I suspect that windows still has a subtle FP restoration bug. We do large scale validation of floating point data and occasionally get ever so subtly different results.
I would be interested in hear the use cases for large scale validation of floating point data. I used to work with processors that occasionally corrupted operations due to hardware manufacturing defects and these kinds of problems are exceptionally hard to debug, so I'm curious what techniques are used.
In our case, we built programs that ran enormous numbers of semi-random programs on the accelerator and compared it to reliable results computed offline. About 1 in 1000 chips would - reproducibly - fail certain operations. Identifying this helped solve problems many of our researchers reported on specific accelerator clusters- they would get a Nan in their gradients which would kill training, and it was almost always explainable by a single processor (out of ~thousands) occasionally corrupting a float.
This is a known thing that happens with bad drivers, they can mess with user-mode FP flags. For a while (IIRC) Cisco's VPN software was corrupting FP state and causing Firefox to hang/crash, for example.

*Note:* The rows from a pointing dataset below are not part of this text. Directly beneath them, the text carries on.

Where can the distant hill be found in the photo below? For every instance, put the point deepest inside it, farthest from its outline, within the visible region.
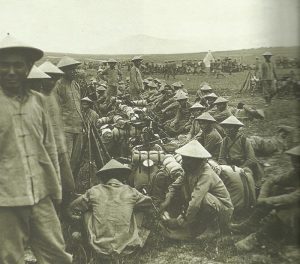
(144, 44)
(245, 55)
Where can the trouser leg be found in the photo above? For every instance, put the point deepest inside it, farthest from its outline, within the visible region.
(69, 143)
(268, 90)
(76, 153)
(14, 231)
(46, 236)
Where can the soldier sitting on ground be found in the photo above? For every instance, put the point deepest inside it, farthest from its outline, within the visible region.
(278, 203)
(237, 150)
(176, 126)
(210, 137)
(207, 201)
(109, 217)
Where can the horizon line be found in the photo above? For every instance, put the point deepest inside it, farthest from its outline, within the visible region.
(174, 53)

At a previous company we had to run a dll in our web servers (provided by the payment processing company) for PCI compliance reasons, and we later discovered it was messing with our FP flags and as a result serialization code was producing invalid floats. That was a fun one.
Given that you say "subtly", have you ruled out rounding/precision errors? I wouldn't be surprised if some processors would play fast-and-loose with the number of significant bits they really honour.